Abstract
Background
Diffusion-weighted magnetic resonance imaging (DWI) is increasingly used in the diagnosis of endometrial disease. No complete knowledge, however, exists yet of the influence of physiology on the endometrial apparent diffusion coefficient (ADC) values on which DWI is based.
Purpose
To establish whether the ADC values measured with DWI in the endometrium of healthy reproductive-aged women significantly vary from the early proliferative to the periovulatory phase of the menstrual cycle and between the fundus and the isthmus of the uterus.
Material and Methods
In 17 women the endometrial ADC values measured on the fifth menstrual day, both at the fundus and at the isthmus of the uterus, were compared to the values obtained on the 14th day before the subsequent cycle. In 81 women (menstrual day: fifth through 21st) the endometrial ADC values measured at the fundus were compared to the values obtained at the isthmus of the uterus.
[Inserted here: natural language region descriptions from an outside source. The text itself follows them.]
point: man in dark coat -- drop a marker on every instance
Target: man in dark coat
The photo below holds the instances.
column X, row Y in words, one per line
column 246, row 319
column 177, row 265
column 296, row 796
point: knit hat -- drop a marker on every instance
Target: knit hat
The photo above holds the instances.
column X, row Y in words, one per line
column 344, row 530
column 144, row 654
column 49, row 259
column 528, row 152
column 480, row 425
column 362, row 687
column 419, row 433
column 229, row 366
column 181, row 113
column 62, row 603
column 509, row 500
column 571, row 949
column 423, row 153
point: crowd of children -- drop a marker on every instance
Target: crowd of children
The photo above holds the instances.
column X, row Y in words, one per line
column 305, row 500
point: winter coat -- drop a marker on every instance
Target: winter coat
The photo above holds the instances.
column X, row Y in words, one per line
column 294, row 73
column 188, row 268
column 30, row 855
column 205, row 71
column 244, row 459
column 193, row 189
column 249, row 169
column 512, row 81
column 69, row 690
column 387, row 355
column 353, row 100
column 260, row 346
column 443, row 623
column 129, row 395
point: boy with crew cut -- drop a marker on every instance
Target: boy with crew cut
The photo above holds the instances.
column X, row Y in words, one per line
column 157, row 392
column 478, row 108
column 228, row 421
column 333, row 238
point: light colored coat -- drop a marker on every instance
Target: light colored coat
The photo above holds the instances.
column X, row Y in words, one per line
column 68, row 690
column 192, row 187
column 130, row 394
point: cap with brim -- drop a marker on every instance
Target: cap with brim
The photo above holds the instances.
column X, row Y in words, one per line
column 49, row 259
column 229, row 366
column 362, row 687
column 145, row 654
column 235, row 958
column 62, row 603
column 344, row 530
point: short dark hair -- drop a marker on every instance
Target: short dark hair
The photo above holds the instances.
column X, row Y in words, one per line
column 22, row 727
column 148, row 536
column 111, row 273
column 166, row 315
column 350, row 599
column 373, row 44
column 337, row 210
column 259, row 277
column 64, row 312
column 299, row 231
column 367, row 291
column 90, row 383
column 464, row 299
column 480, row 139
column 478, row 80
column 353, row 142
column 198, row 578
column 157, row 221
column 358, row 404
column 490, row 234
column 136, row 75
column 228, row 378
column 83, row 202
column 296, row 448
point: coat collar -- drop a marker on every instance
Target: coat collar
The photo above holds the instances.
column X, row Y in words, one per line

All examinations were performed with a 1.5 T magnet (b values: 0 and 800 mm/s2). The results were analyzed by means of Student's t-test per paired data.
Results
The endometrial ADC values measured on the fifth day of the menstrual cycle were lower than those obtained in the periovulatory phase both at the fundus (mean 0.923 vs. 1.256 × 10−3 mm2/s) and at the isthmus (mean 1.297 vs. 1.529 × 10−3 mm2/s) of the uterus. The endometrial ADC values measured at the fundus of the uterus were lower than those obtained at the isthmus (mean 1.132 vs. 1.420 × 10−3 mm2/s) through the menstrual cycle. All these differences were highly significant (P < 0.001) at statistical analysis.
Conclusion
Physiological variations occurring in endometrial ADC values of healthy women should be considered by the radiologists when interpreting DWI examinations in patients with endometrial disease.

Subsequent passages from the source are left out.